RISE with SAPは、DXに向けたワンストップソリューションとして設計されており、既存のシステムをモダンなクラウドベースのシステム移行するためのサポートを提供します。

 

主な機能(サービス)

・SAP S/4HANA Cloud:

SAPの次世代ERPであるS/4HANAのクラウド版が中心に位置します。

 

・SAP Business Technology Platform (BTP):

アプリケーションの開発、拡張、データ統合、分析、AIを支援するためのプラットフォーム。

 

・ビジネスプロセスインテリジェンス:

SAP Signavioを用いたビジネスプロセスのモデリング、分析、最適化。

 

・インフラストラクチャ管理:

SAPが提供するクラウドインフラの完全管理サービス、セキュリティ、システム運用、技術的サポートなどが含まれます。

 

・セキュリティおよびコンプライアンス:

サイバーセキュリティ、データ保護、グローバル規制の遵守を確保するための包括的な管理。

 

・SAP Business Network:

パートナーやサプライヤーとのコラボレーションを促進するビジネスネットワーク機能。

 

 

1-2.GROW with SAP

GROW with SAPは、中小企業や成長企業向けに設計されたクラウドERPソリューションです。

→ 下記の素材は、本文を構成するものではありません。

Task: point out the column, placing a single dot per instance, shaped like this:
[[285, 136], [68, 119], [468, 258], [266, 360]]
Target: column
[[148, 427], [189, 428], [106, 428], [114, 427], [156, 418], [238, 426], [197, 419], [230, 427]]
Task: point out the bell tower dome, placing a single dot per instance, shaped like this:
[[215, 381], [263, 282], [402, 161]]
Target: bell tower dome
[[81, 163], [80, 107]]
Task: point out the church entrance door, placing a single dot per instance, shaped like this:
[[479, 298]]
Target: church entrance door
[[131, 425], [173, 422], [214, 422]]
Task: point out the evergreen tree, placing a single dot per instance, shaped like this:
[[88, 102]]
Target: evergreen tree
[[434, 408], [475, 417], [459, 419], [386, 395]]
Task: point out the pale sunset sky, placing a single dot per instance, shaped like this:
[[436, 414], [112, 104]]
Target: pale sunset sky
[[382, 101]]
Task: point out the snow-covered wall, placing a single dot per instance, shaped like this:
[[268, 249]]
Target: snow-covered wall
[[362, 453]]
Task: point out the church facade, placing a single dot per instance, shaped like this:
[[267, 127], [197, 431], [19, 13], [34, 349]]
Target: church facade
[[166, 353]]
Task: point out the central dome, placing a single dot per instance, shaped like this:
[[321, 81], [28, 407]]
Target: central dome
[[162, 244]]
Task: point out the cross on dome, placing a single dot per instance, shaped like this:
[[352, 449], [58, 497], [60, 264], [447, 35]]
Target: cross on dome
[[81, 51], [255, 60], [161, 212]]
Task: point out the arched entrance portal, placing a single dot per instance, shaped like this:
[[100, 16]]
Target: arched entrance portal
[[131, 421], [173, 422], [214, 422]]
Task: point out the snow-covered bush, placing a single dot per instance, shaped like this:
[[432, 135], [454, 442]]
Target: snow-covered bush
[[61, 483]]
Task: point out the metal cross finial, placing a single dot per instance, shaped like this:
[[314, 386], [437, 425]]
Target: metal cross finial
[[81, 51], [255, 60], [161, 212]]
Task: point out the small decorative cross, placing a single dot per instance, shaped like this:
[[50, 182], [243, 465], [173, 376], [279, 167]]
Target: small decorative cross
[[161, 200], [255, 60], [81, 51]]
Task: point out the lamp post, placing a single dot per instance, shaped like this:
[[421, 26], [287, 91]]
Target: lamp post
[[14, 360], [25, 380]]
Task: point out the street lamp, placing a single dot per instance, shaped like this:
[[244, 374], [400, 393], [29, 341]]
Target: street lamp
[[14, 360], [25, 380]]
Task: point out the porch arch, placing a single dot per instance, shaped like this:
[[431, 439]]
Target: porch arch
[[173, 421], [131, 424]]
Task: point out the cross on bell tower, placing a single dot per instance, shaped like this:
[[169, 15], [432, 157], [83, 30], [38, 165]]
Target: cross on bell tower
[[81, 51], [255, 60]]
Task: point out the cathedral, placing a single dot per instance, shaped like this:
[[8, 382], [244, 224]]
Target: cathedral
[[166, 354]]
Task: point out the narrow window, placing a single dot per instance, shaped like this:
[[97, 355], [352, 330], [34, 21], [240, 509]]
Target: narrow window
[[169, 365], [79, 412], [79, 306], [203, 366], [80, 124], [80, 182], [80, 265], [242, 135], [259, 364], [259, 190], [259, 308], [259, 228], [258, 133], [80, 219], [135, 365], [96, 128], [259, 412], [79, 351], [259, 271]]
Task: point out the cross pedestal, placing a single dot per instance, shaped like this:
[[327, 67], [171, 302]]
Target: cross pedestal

2023年に導入され、企業の成長段階に応じた柔軟なERP導入を念頭に置いているようです。

 

主な特徴:

・迅速な導入: GROW with SAPは、成長企業が迅速にクラウドERPを導入し、業務のデジタル化を促進することを目指しています。

 

・スケーラビリティ: 企業の成長に合わせてERPシステムをスケールアップ可能で、企業が直面するビジネスニーズの変化に柔軟に対応。

 

・コスト効率: 成長段階に応じた柔軟な価格設定と、クラウドベースの提供により、初期コストを抑えながら高機能なERPシステムを導入できる。

 

GROW with SAPは、特に成長企業が短期間でクラウドERPの恩恵を受け、競争力を高めるための強力なサポートを提供します。

どちらかといえば中小企業やスタートアップ企業のように「イニシャルコストを抑えてSAPを利用したい」という層向けのようですね。

 

主な機能(サービス)

・SAP S/4HANA Cloud, Public Edition:

中小企業向けのクラウドERPソリューションで、グローバルベストプラクティスを活用して業務を標準化し、効率化を図ります。

 

・SAP Business Technology Platform (BTP):

データの統合、アプリケーション開発、プロセス自動化をサポートするプラットフォーム。企業の成長に応じた柔軟な拡張が可能です。

 

・SAP Activate手法:

ERP導入を迅速化するためのフレームワーク。導入の各フェーズにおいて、ベストプラクティスを提供します。

 

・コミュニティと学習プラットフォーム:

GROW with SAPを活用するユーザーやパートナーが交流し、知識を共有するためのプラットフォーム。オンライン学習リソースやサポートが提供されます。

 

 

 

2.「RISE with SAP」と「GROW with SAP」の違い

さて、このように似た内容の2つのサービス群ですが、端的に言うと以下のような違いがあります。

 

 

2-1.ターゲット企業の規模感

最もわかりやすい違いは、ターゲットとする企業の規模です。

ざっくりいうとRISE with SAPが大企業向け、GROW with SAPが中堅中小企業向けですね。

 

RISE with SAP:高度な財務管理機能を必要とする大企業向け

GROW with SAP:新規でSAP ERPを導入する中堅・中小企業

 

 

2-2.SAP S/4HANA Cloudのエディション

2つ目の違いは、コアとなるERPのエディションです。

RISE with SAP:SAP S/4HANA Cloud Private Edition またはSAP S/4HANA Cloud Public Editionから選択可能

GROW with SAP:SAP S/4HANA Cloud Public Editionのみ

 

RISE with SAPは複数のエディションからコアERPを選ぶことができるので、柔軟性の面ではGROWより上です。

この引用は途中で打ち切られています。